From the Division of Surgical Oncology, Massey Cancer Center, Virginia Commonwealth University School ofMedicine, Richmond, Virginia 23298, USA.
J Biol Chem. 2010 Apr 2;285(14):10477-86. doi: 10.1074/jbc.M109.064162. Epub 2010 Jan 28.
Sphingosine 1-phosphate (S1P), a potent sphingolipid mediator produced by sphingosine kinase isoenzymes (SphK1 and SphK2), regulates diverse cellular processes important for breast cancer progression acting in an autocrine and/or paracrine manner. Here we show that SphK1, but not SphK2, increased S1P export from MCF-7 cells. Whereas for both estradiol (E(2)) and epidermal growth factor-activated SphK1 and production of S1P, only E(2) stimulated rapid release of S1P and dihydro-S1P from MCF-7 cells. E(2)-induced S1P and dihydro-S1P export required estrogen receptor-alpha, not GPR30, and was suppressed either by pharmacological inhibitors or gene silencing of ABCC1 (multidrug resistant protein 1) or ABCG2 (breast cancer resistance protein). Inhibiting these transporters also blocked E(2)-induced activation of ERK1/2, indicating that E(2) activates ERK via downstream signaling of S1P. Taken together, our findings suggest that E(2)-induced export of S1P mediated by ABCC1 and ABCG2 transporters and consequent activation of S1P receptors may contribute to nongenomic signaling of E(2) important for breast cancer pathophysiology.

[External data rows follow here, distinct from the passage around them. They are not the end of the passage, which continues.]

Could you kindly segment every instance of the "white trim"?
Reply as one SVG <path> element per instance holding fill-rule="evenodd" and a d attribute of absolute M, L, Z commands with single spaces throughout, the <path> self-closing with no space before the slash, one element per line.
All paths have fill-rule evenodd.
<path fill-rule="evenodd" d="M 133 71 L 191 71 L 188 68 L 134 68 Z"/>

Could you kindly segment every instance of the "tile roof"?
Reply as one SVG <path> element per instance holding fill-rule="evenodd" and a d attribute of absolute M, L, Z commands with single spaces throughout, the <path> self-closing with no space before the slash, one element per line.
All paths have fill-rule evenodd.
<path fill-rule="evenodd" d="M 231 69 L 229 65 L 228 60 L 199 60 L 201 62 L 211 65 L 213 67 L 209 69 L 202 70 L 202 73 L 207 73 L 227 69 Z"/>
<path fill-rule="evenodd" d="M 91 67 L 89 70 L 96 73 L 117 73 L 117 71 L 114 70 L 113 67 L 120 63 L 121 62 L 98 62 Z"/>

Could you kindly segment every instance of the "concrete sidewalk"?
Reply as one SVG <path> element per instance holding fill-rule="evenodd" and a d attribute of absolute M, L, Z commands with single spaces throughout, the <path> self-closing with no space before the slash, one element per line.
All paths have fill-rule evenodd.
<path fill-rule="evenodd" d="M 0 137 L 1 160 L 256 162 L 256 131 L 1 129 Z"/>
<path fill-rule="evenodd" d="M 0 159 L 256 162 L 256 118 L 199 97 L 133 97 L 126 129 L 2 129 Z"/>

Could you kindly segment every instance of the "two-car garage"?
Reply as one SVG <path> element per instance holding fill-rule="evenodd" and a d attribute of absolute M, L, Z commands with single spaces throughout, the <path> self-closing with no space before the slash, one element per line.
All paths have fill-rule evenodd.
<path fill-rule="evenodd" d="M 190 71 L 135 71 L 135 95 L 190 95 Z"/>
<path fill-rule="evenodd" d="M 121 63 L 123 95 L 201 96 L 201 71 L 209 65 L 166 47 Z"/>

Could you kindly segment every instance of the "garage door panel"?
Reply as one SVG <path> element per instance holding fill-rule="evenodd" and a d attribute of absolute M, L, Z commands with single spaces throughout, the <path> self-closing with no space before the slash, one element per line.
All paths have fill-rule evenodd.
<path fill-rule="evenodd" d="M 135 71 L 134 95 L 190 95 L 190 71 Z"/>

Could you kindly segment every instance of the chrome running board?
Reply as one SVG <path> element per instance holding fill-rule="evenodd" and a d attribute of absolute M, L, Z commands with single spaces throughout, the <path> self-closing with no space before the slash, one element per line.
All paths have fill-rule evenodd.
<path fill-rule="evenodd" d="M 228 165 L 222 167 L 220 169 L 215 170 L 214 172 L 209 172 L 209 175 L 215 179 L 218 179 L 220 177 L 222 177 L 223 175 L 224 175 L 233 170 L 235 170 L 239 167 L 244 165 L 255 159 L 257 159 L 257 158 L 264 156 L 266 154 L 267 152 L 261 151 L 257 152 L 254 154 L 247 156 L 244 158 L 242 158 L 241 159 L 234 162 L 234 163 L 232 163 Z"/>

鞘氨醇 1-磷酸(S1P)是一种由鞘氨醇激酶同工酶(SphK1 和 SphK2)产生的有效的鞘脂类介质,以自分泌和/或旁分泌的方式调节乳腺癌进展中多种重要的细胞过程。在这里,我们表明 SphK1 但不是 SphK2 增加了 MCF-7 细胞中 S1P 的外排。尽管雌二醇(E(2))和表皮生长因子激活的 SphK1 和 S1P 的产生,但只有 E(2)刺激 MCF-7 细胞中 S1P 和二氢-S1P 的快速释放。E(2)诱导的 S1P 和二氢-S1P 外排需要雌激素受体-α,而不是 GPR30,并且可以通过药理学抑制剂或 ABCC1(多药耐药蛋白 1)或 ABCG2(乳腺癌耐药蛋白)的基因沉默来抑制。抑制这些转运体也阻断了 E(2)诱导的 ERK1/2 激活,表明 E(2)通过 S1P 的下游信号转导激活 ERK。总之,我们的研究结果表明,E(2)诱导的由 ABCC1 和 ABCG2 转运体介导的 S1P 外排以及随后的 S1P 受体激活可能有助于 E(2)对乳腺癌病理生理学重要的非基因组信号传导。